No one heard what I said. My mother's hands pause in the massage, then resume a little harshly this time. Everyone else was busy chatting among themselves, and by everyone I meant all the family we had. Friends, cousins I'd never met, uncles I'd never heard of, strangers whose relation to me nobody explained. I assumed those strangers were from my future husbands side. Day by day, they poured in, loaded with their luggage that servants struggled to carry upstairs and find them a new room.

I didn't even think my uncle and aunt's place (the ones I met the day we arrived) had that many rooms. It was like a freaking hotel. We should be charging. Why were people from Vivaan's family coming to stay here anyway? Shouldn't they be going to their place?
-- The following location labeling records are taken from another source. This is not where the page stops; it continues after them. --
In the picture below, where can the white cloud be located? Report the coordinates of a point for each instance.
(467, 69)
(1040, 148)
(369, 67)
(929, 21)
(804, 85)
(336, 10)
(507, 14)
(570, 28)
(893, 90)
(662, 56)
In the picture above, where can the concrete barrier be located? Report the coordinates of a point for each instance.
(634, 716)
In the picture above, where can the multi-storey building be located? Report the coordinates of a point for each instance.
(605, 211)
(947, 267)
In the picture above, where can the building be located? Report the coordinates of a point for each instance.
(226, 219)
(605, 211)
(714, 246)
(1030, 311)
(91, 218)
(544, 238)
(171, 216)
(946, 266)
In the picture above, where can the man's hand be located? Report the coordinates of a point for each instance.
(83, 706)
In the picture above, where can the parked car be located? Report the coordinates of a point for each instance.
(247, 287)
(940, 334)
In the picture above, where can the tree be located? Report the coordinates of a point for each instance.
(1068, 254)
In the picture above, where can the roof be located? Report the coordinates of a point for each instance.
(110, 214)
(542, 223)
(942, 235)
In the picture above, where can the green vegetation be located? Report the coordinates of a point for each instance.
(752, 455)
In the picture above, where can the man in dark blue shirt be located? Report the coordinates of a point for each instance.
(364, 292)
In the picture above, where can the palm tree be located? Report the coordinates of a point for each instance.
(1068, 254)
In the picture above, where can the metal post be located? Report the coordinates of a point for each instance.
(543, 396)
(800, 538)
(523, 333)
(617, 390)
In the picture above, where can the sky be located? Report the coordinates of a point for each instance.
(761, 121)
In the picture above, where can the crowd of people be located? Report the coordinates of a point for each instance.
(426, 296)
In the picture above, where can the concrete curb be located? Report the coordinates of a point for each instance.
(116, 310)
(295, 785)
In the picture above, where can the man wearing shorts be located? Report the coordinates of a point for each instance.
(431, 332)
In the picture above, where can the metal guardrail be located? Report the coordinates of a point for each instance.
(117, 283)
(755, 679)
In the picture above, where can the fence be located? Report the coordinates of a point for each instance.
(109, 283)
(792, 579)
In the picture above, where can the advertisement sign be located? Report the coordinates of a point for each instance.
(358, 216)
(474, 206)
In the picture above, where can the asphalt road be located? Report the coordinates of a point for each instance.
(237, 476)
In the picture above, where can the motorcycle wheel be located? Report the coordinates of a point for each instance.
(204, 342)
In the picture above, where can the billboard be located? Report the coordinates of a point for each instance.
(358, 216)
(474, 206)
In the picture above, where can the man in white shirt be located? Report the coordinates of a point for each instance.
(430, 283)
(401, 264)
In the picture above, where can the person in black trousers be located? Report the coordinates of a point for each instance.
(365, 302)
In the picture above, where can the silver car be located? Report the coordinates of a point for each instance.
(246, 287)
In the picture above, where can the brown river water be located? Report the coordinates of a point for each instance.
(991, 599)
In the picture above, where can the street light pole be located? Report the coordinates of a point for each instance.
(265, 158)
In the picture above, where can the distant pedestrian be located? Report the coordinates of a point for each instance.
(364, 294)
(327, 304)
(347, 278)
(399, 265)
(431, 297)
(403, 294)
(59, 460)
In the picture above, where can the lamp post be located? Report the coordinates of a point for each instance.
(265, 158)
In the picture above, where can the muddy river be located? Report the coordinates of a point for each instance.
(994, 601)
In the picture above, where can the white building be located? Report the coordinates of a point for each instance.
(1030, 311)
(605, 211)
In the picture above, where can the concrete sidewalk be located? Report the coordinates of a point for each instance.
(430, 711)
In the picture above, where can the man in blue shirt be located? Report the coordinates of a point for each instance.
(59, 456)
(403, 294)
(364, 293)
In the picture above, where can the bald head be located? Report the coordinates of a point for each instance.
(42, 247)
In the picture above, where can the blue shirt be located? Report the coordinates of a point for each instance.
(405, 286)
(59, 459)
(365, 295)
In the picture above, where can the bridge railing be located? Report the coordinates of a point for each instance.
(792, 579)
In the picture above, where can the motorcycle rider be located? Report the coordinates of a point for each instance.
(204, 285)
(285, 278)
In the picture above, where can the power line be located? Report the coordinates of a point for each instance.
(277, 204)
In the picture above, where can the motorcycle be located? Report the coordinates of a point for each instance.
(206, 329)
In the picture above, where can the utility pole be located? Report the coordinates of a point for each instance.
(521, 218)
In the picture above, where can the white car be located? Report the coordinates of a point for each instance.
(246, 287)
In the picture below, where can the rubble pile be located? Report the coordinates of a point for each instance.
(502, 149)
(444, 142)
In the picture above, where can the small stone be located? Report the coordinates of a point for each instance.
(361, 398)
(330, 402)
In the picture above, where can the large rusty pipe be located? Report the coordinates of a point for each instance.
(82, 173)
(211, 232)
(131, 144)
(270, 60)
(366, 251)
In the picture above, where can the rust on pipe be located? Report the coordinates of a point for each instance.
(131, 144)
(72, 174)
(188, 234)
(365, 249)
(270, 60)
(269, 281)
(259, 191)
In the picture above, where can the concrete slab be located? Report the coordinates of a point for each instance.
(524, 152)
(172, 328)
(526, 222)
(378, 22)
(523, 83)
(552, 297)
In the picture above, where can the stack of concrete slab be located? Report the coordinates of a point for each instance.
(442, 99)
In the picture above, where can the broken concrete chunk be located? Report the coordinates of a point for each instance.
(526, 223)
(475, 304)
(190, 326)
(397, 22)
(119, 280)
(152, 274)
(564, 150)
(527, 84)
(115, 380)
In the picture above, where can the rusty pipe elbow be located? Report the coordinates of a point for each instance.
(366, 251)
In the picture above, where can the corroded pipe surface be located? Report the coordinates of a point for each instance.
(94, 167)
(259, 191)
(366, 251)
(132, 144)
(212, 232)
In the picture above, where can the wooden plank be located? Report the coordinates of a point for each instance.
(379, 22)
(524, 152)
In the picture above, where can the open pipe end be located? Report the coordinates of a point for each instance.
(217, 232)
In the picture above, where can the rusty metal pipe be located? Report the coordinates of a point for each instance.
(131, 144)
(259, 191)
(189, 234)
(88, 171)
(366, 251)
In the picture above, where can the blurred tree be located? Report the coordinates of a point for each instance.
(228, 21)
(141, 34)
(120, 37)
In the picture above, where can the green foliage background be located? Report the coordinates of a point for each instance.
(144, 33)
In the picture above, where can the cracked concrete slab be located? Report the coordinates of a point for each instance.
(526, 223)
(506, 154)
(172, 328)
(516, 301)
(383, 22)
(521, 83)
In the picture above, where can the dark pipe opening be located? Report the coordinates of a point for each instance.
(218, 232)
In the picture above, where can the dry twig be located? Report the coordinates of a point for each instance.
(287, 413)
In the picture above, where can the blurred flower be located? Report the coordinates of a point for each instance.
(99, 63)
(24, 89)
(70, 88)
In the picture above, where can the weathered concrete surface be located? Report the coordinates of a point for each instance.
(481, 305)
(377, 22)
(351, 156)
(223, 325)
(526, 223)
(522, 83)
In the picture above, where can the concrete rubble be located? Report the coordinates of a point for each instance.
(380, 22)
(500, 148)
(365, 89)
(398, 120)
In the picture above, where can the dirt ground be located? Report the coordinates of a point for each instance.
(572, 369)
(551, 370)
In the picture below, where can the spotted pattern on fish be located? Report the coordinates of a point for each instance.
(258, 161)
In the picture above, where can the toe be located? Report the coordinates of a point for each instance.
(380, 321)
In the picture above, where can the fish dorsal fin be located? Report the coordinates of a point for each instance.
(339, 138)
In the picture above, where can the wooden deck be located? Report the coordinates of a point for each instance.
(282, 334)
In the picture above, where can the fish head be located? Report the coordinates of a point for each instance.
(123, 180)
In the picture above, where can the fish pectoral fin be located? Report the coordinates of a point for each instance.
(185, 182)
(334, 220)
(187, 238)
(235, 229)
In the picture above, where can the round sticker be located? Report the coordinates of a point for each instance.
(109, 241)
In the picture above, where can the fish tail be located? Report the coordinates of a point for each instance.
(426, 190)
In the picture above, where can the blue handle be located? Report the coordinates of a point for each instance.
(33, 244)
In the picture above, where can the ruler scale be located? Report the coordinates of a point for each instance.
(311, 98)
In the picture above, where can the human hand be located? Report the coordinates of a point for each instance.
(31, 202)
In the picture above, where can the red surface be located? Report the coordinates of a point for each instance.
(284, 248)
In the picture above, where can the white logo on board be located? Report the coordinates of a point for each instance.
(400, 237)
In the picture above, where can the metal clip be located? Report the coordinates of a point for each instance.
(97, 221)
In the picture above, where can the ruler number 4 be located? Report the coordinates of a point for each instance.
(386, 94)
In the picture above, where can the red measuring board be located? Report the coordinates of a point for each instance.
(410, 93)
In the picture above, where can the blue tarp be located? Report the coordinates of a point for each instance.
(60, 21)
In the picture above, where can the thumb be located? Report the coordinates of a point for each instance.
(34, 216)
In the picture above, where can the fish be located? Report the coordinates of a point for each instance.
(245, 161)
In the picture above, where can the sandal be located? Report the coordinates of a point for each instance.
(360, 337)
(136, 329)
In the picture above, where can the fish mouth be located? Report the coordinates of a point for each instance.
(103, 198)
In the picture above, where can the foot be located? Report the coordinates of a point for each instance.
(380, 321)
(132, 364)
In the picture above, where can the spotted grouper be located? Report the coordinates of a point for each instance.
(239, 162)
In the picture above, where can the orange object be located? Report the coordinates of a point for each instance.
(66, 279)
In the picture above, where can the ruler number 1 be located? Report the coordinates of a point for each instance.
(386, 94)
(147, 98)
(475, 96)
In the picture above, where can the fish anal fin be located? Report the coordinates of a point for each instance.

I hadn't seen Vivaan again since the day we first met, and every time I thought about the fact that I will be marrying a person I only met once so far, a thick lump formed in my throat.

Because of that, I couldn't take any of this seriously. I wasn't as afraid as I probably should've been, because it all felt so sudden and unreal.

The next day, Mom went out to find my wedding outfit. I faked a headache in front of the others and stayed back. Jayanti and a few of her gossipy sisters (or friends? cousins? I couldn't keep track anymore after the five hundredth guest) insisted on going with her, but Mom told them this was something she wanted to do alone, and left. They thought nothing of her strange mood and continued to chatter on.

I didn't even need to pretend to look tired, and retreated to my bedroom. Most of the women spent their times downstairs where the living room and kitchen where joined. The men disappeared somewhere during the day and usually didn't come back till dinner. The women's voices were silenced as soon as I shut my door, but I could still hear an occasional, shrieking laughter from them.

The servants were preparing lunch, and the smell of curries, roti and tea floated through the house. My stomach was empty, but I couldn't eat. I picked up my phone for the hundredth time and once more debated checking my social media. I was afraid to. Afraid of what was waiting for me. I didn't want to tell Farhan until I was married, until it was too late to go back.

With a sigh, I let it fall back on my bed, following it a second later. I threw myself across the bed and stared up at the ceiling, wishing I hadn't been so careless that night. Then none of this would've happened.

I must've fallen asleep at some point and woke up to someone knocking at my door.

"Come in," I murmured, knowing who it was. Everyone else usually let themselves in, she was the only one who knocked.